Александр открыл глаза, потом медленно сел и стал поправлять на себе мятую одежду. Лицо у него было опухшее, заросло рыжей щетиной, волосы свалялись и стали похожи на паклю.
За дверью послышался шорох и вздохи облегчения тех, кто собрался там и прислушивался к разговору.
— Вспомни, великий царь, во имя чего тобой одержано столько побед. Не для того ли, чтобы управлять миром?.. Пусть каждый смертный на себе ощутит власть и заботу сына Аммона!..
Александр внимал мудрому философу и еле заметными кивками поощрял его продолжать произносить слова, которые были ему приятны и действовали на сердце, словно бальзам.

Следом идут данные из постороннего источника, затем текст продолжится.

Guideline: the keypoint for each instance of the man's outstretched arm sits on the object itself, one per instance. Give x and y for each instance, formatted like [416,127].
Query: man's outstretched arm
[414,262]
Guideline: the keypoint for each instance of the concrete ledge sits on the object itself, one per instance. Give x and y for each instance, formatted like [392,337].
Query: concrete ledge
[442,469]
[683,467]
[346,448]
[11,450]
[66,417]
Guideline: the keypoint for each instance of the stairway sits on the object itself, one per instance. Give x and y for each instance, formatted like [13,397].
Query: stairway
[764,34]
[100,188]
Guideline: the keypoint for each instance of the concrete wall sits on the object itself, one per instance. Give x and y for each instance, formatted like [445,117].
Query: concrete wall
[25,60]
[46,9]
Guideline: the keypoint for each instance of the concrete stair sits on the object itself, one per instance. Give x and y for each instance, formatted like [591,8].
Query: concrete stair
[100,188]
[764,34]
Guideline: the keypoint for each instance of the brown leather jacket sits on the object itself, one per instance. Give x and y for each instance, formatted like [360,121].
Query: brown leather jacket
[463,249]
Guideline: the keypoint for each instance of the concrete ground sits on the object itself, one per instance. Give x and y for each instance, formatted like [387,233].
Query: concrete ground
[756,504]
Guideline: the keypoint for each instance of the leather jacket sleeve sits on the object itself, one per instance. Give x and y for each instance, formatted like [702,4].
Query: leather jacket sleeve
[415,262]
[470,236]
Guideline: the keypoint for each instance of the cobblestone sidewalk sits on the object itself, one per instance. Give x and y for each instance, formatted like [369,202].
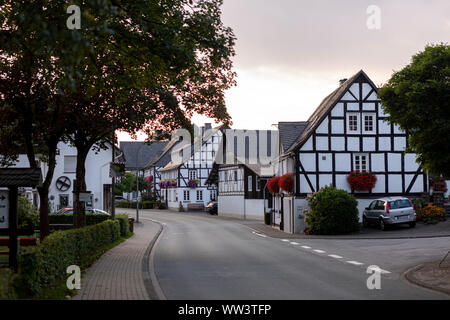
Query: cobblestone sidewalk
[118,274]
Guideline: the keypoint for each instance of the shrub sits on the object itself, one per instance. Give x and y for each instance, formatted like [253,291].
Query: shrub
[45,265]
[431,214]
[147,204]
[332,211]
[123,204]
[91,218]
[124,224]
[7,291]
[161,205]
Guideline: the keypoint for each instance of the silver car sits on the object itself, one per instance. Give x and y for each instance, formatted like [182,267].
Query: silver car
[390,211]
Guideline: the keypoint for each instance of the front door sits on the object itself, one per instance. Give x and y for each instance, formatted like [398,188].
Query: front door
[107,197]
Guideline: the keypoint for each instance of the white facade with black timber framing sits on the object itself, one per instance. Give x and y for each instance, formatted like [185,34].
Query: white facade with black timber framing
[347,132]
[242,179]
[196,168]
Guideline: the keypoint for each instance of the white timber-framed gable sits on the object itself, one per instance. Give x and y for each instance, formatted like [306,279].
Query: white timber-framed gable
[349,131]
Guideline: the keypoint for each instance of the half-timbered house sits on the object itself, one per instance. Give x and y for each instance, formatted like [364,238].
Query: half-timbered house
[242,176]
[347,132]
[187,178]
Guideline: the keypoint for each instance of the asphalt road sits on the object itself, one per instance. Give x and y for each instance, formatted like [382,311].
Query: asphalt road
[200,257]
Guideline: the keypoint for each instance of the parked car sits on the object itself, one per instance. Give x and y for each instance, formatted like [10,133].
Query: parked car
[87,210]
[212,207]
[390,211]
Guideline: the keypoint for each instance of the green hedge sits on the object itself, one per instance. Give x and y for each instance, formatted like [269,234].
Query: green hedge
[91,218]
[333,211]
[45,265]
[7,285]
[124,224]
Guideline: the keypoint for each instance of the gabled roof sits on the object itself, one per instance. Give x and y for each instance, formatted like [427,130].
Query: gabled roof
[139,153]
[231,156]
[290,131]
[204,139]
[325,106]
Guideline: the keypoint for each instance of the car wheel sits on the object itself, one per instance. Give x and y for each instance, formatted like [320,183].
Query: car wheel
[365,222]
[383,226]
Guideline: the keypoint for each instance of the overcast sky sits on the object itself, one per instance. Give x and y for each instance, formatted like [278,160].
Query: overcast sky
[290,54]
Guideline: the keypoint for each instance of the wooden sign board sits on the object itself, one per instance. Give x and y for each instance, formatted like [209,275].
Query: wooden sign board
[4,210]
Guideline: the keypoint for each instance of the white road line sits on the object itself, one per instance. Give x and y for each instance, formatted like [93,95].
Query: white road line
[356,263]
[377,269]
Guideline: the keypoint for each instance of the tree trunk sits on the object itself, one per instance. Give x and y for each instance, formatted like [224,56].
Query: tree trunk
[80,185]
[43,194]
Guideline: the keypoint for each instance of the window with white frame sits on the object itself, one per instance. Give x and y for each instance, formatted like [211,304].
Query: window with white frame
[369,123]
[70,164]
[360,162]
[352,122]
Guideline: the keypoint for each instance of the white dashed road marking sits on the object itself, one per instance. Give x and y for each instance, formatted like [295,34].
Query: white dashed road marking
[377,269]
[356,263]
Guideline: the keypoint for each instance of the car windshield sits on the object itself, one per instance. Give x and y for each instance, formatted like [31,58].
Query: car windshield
[399,204]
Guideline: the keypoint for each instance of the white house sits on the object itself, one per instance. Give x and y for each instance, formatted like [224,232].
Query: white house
[348,131]
[98,179]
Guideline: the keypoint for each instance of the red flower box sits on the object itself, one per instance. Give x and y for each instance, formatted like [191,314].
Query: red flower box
[361,181]
[286,182]
[272,184]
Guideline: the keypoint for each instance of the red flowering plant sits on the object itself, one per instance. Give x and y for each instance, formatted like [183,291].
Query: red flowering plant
[272,184]
[439,184]
[361,180]
[287,182]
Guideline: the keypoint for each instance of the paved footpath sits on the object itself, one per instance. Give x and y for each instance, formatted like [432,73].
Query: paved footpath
[118,274]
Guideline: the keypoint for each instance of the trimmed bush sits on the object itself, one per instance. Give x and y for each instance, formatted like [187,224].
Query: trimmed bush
[6,285]
[45,265]
[431,214]
[124,224]
[332,211]
[91,218]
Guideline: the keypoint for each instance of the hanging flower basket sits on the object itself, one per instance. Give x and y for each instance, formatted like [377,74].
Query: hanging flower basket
[286,182]
[272,184]
[439,184]
[193,183]
[361,181]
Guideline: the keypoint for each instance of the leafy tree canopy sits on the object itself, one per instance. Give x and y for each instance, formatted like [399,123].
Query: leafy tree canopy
[417,98]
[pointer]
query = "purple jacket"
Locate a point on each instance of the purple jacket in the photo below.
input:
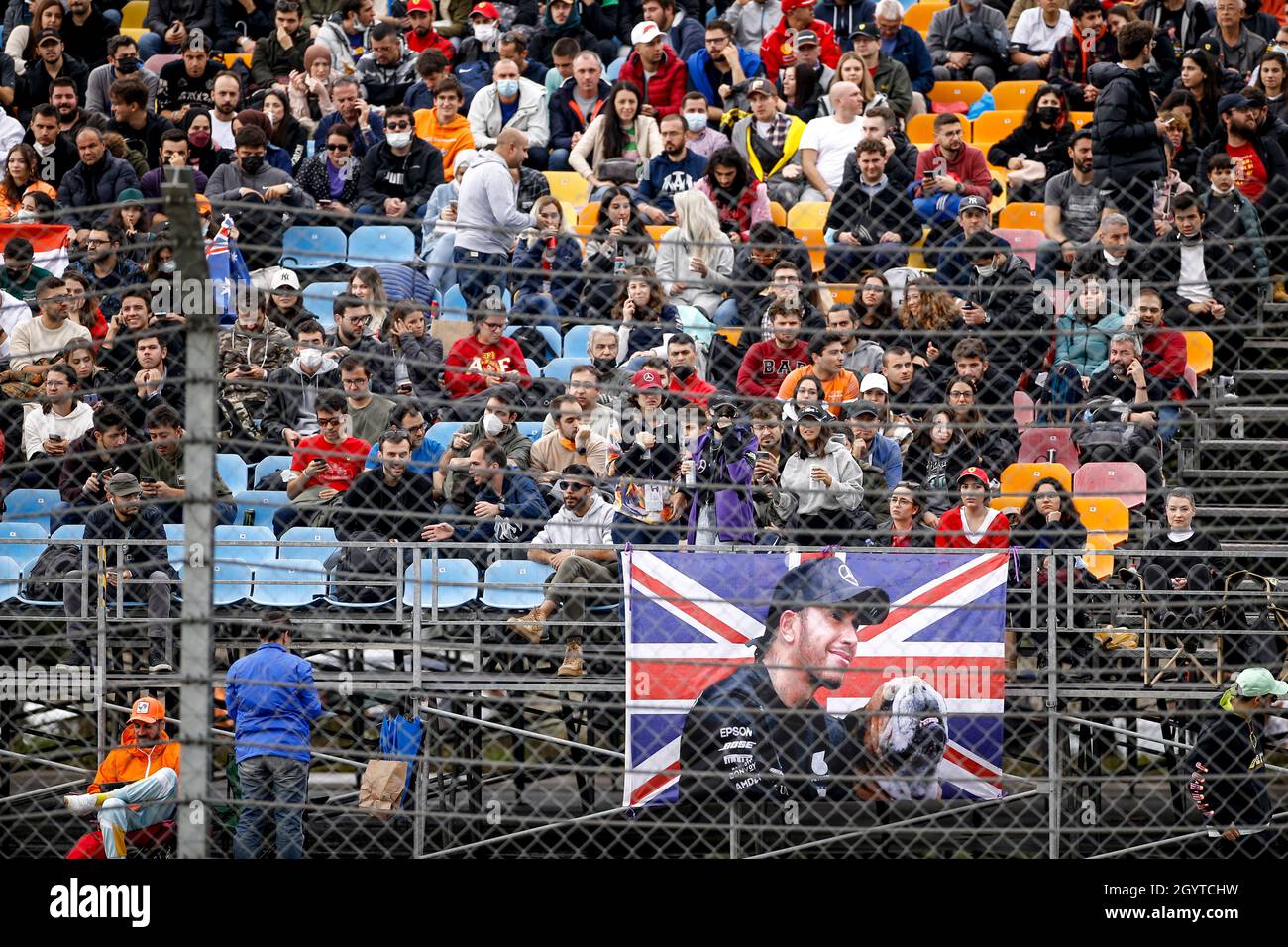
(716, 467)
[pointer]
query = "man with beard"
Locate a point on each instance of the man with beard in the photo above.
(578, 541)
(95, 182)
(55, 153)
(1228, 767)
(64, 95)
(759, 735)
(52, 62)
(104, 265)
(1072, 210)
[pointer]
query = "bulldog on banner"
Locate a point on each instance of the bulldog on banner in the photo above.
(849, 677)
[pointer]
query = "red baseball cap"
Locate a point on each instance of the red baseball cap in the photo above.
(645, 379)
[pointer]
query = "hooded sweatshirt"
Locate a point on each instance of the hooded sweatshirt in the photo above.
(130, 762)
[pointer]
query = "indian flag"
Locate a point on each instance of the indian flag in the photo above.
(50, 241)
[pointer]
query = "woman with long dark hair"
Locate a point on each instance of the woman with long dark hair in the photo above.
(618, 245)
(1037, 150)
(618, 136)
(21, 175)
(1201, 76)
(738, 197)
(287, 133)
(204, 153)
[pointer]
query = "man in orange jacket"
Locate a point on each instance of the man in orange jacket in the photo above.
(147, 762)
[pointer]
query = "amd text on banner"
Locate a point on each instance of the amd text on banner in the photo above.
(926, 676)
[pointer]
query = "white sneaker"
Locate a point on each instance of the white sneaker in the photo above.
(80, 805)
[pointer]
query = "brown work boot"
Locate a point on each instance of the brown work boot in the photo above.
(572, 665)
(528, 626)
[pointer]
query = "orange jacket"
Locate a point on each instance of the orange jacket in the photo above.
(130, 763)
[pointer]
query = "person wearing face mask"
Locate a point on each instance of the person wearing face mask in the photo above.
(1228, 768)
(292, 390)
(123, 59)
(54, 153)
(400, 172)
(249, 352)
(699, 138)
(511, 102)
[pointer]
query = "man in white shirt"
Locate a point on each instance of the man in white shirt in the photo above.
(829, 141)
(1034, 37)
(589, 573)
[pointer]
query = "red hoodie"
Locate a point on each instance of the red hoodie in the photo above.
(767, 365)
(665, 90)
(776, 50)
(468, 359)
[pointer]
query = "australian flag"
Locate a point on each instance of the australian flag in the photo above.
(692, 616)
(227, 269)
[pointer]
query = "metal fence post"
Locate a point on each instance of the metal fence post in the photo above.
(198, 468)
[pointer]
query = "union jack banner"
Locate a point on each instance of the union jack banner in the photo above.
(692, 616)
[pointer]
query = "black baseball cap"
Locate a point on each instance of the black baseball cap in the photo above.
(827, 581)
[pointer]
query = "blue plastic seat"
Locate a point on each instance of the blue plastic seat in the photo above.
(562, 368)
(307, 582)
(318, 298)
(22, 553)
(313, 248)
(31, 506)
(308, 534)
(263, 504)
(231, 582)
(374, 244)
(456, 581)
(9, 577)
(576, 342)
(228, 535)
(454, 307)
(232, 470)
(441, 432)
(514, 583)
(270, 466)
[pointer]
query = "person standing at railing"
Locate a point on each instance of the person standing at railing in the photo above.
(1228, 768)
(270, 698)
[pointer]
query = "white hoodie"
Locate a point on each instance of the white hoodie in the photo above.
(38, 425)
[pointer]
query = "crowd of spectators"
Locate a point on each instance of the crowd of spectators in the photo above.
(733, 389)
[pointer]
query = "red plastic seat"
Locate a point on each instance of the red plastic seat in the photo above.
(1048, 445)
(1124, 479)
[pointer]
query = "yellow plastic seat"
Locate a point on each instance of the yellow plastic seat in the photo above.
(568, 185)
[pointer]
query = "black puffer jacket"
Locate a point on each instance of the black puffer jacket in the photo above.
(1125, 142)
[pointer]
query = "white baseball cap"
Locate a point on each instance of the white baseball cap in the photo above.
(645, 31)
(874, 381)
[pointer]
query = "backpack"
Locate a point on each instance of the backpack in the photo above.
(473, 76)
(46, 579)
(1063, 397)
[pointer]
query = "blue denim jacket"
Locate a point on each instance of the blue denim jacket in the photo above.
(271, 697)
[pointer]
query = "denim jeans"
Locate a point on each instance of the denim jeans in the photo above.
(271, 780)
(480, 274)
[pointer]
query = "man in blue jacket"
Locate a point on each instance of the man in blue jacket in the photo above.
(270, 697)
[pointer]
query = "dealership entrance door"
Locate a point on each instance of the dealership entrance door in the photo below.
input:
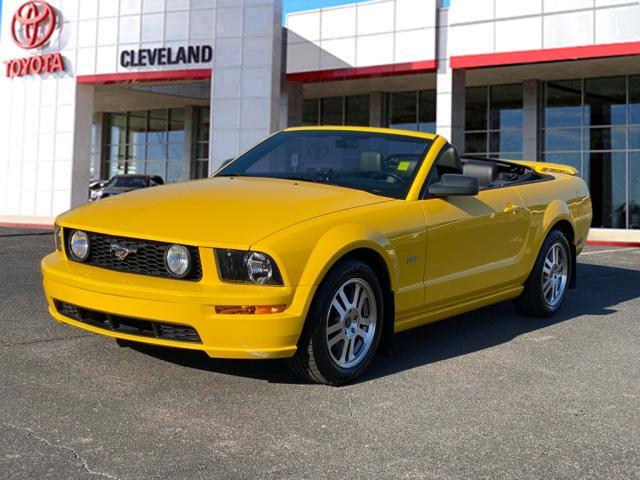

Царь протянул было руку к кувшину, но Анаксарх опередил его и, схватив сосуд, решительно отставил его в сторону, говоря о том, что на торжествах, проводимых в день Диониса, жертвоприношения делались не одному ему, но и другим Богам. И не только царь тому виной, что Дионис, возмутясь, решил испортить им праздник. Если царь не возражает, то Анаксарх распорядится, чтобы сегодня же были принесены в жертву Дионису несколько жирных быков и баранов.
Александр молчал. Однако по разгладившимся на его лбу морщинам мудрый философ понял, что царь к его предложению отнесся с одобрением.
— Не прислать ли кого-нибудь, кто поможет царю привести себя в порядок и приберет в комнате? — спросил после некоторой паузы Анаксарх.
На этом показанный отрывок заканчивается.